Monday, April 30, 2012

White Box

Candy Stripers
I slept like the dead last night – the kind of deep, dreamless sleep that comes from sheer exhaustion.  It was quasi – not fully – restorative.  I’ve been burning too many candles at too many ends for one night’s sleep to put me back together again.  But I do feel better today and perhaps I’ll enjoy another sound sleep tonight.

I’m now on a plane to Seattle where I will spend the next week wandering back and forth between a bland hotel room and the convention center.   Maybe I’ll have time to take in the Space Needle or take a ferry around the harbor.  Mostly, I’ll be in meetings or at receptions and dinners.  I don’t feel nearly prepared enough but I’m sure I’ll muddle through.  I always do.

My JetBlue TV is broken – the sound system emits a very high pitched squealing sound no matter what headphones I use – so Wrecking Ball , Bruce Springsteen’s latest, plays quietly as I write this.   There is something bluesy about this vintage of Bruce and I’m loving it.  The album is a gift from a dear friend.  And, as instructed, I started with the title song.   Reminds me of earlier times when another dear friend gave me my first taste of the Boss.  Inherent in the gift is the memories it brings back.  Open windows, soft breezes, youth.  I may not be able to go back in time but for a moment I can capture that long ago feeling that my life was yet mine to paint.

Hues of the Sun
Which brings me to the white box.  No, it’s not the white box challenge of many a home design show.  You know that one, the designers are given a room, all white  with a white sofa, table, and lamp.  They are sent to a pet store (or some equally inane place) to shop for accessories.  No, this is the white box of my dream this morning.  The one I had in that space between full awakening and deep quiet sleep.  The space where I dreamt of a white box floating in the sky.

In my dream, that box was my new home.  It was like a NY city railroad apartment or a Shotgun house in New Orleans, the rooms progressed along a long corridor that ran from the front door through to the back.  The corridor ended in a picture window that looked out over the tree tops and into the deep blue sky.  There was a terrace but the entire thing – terrace and all -- was suspended inside of an all glass building that reminded me of being inside the apple store on 5th avenue in NYC.  A staircase wound  down, down, down from the balcony to who knows where.   The balcony railing was a matte silver finish that ran straight as an arrow from room to room.

Graceful Exit
There was only a mattress and box spring leaning up in the corner of the living room. Hanging on the wall was the crazy quilt jacket that now adorns the space above my bed in my current abode.  The kimono jacket made by the fluttering crafter from a long ago show.  The flutterer had the type of nervous energy that you had to be in the mood for if you stopped at her booth.  As beautiful as her work were the hangers that her husband made for her display – all copper and wood those hangers are.  Both followed me home and both followed me into this dream.  Blue on a white wall.
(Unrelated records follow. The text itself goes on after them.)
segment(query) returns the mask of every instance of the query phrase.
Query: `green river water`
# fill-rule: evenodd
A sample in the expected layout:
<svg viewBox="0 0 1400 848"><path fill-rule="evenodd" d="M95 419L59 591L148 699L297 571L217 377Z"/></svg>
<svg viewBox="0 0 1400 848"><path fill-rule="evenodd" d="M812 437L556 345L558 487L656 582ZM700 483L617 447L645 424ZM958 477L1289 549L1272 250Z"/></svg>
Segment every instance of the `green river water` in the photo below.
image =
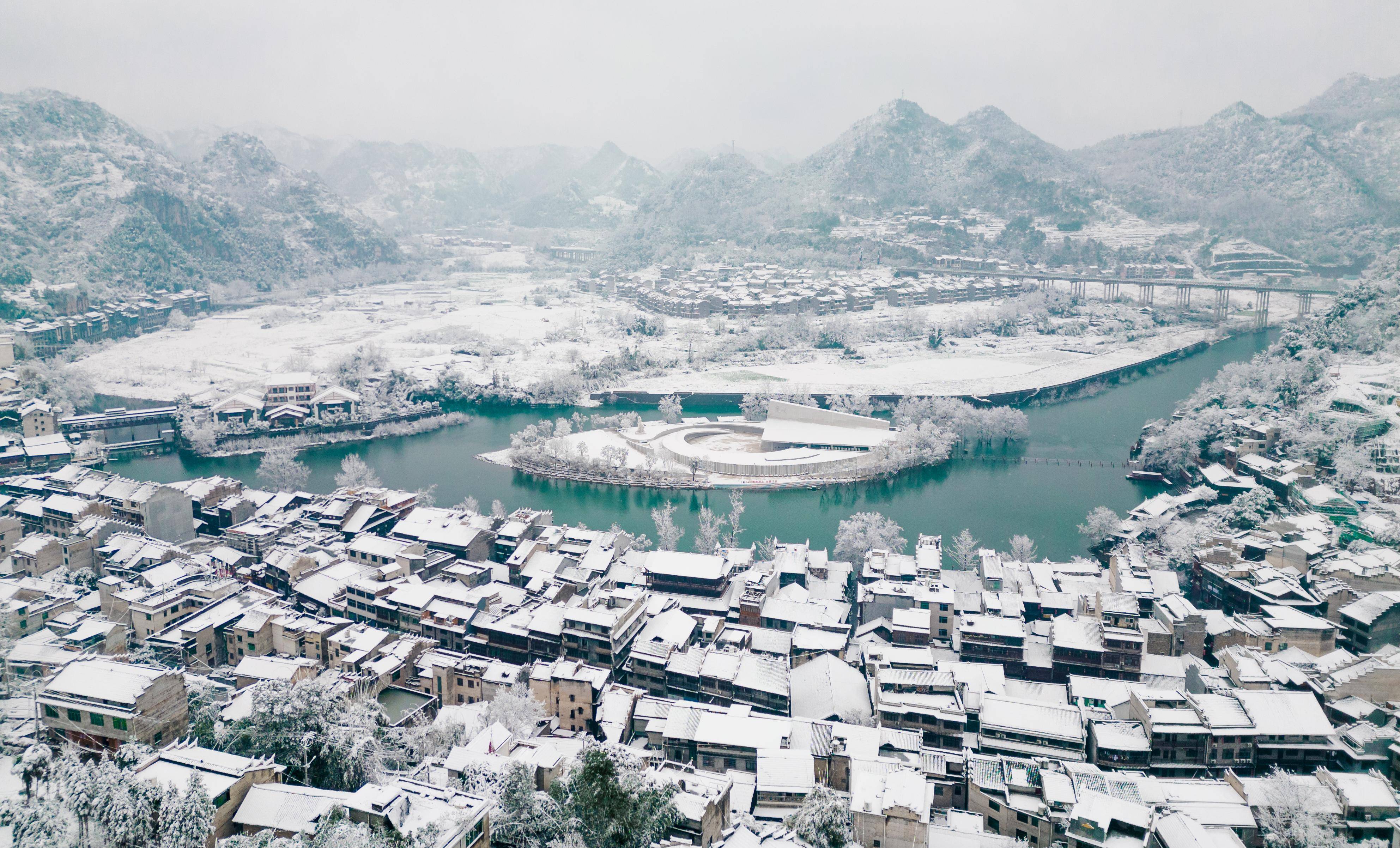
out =
<svg viewBox="0 0 1400 848"><path fill-rule="evenodd" d="M1172 413L1205 378L1226 362L1246 360L1267 346L1263 333L1235 336L1201 353L1121 382L1092 397L1026 409L1030 439L1011 456L1060 460L1123 462L1145 421ZM473 495L482 508L500 500L507 508L553 509L554 519L655 536L650 511L676 501L676 521L686 528L682 549L694 536L696 515L708 505L728 511L728 491L655 491L532 477L475 459L510 444L510 434L573 410L477 410L470 423L434 432L351 442L305 451L309 488L329 491L340 460L360 453L388 486L417 490L437 484L437 502L451 505ZM609 413L610 409L584 410ZM641 410L655 417L654 409ZM732 407L686 407L687 414L732 414ZM119 474L172 481L209 474L239 477L256 486L258 456L199 458L189 453L137 458L108 465ZM1120 514L1161 487L1124 479L1121 467L1018 465L958 458L939 467L906 472L889 480L819 490L749 491L743 501L745 542L777 536L827 547L836 525L851 512L879 511L904 528L913 544L918 533L951 536L963 528L987 546L1005 549L1014 533L1036 540L1042 556L1070 558L1085 553L1075 525L1098 505Z"/></svg>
My dreams are more textured than this one – they are vivid with colors and often about traveling.  Sometimes they are nightmares – perhaps the most memorable of the last several years being standing in the streets of a strange city with water up to my waist, snow falling, and waves crashing in the distance as I watched the ship I was supposed to be on pull away from the dock.  Frustrated, cold, and wet is how I remember that dream.

Creamy Shadows
This dream was different.  The white box was a space that I liked – every room a picture window, a balcony running the length of the abode, white walls just waiting for me to put my stamp on them, a living room that was perfect for the tangerine sofa that I fell in love with on a long ago trip to Chicago.  A different space from my cozy pre-war abode – that space of soft whites and richly colored rugs and art from here, there, everywhere.   Beamed ceilings, hardwood floors, and subway tiles in the bathroom.  A solid, grounded apartment – not this ethereal white box in the sky of my dreams.

I like this white box that I created this morning.  It’s a place of endless possibilities where I could, yet again, paint my life.  It ‘s a space that is free of the flotsam and jetsam of the life I’ve already lived – no knick knacks from Africa, or print of a mystical young woman holding an apple from China.  Just me and a bed floating in a deep blue sky where as the sun fades away, the stars will seem close enough to grasp.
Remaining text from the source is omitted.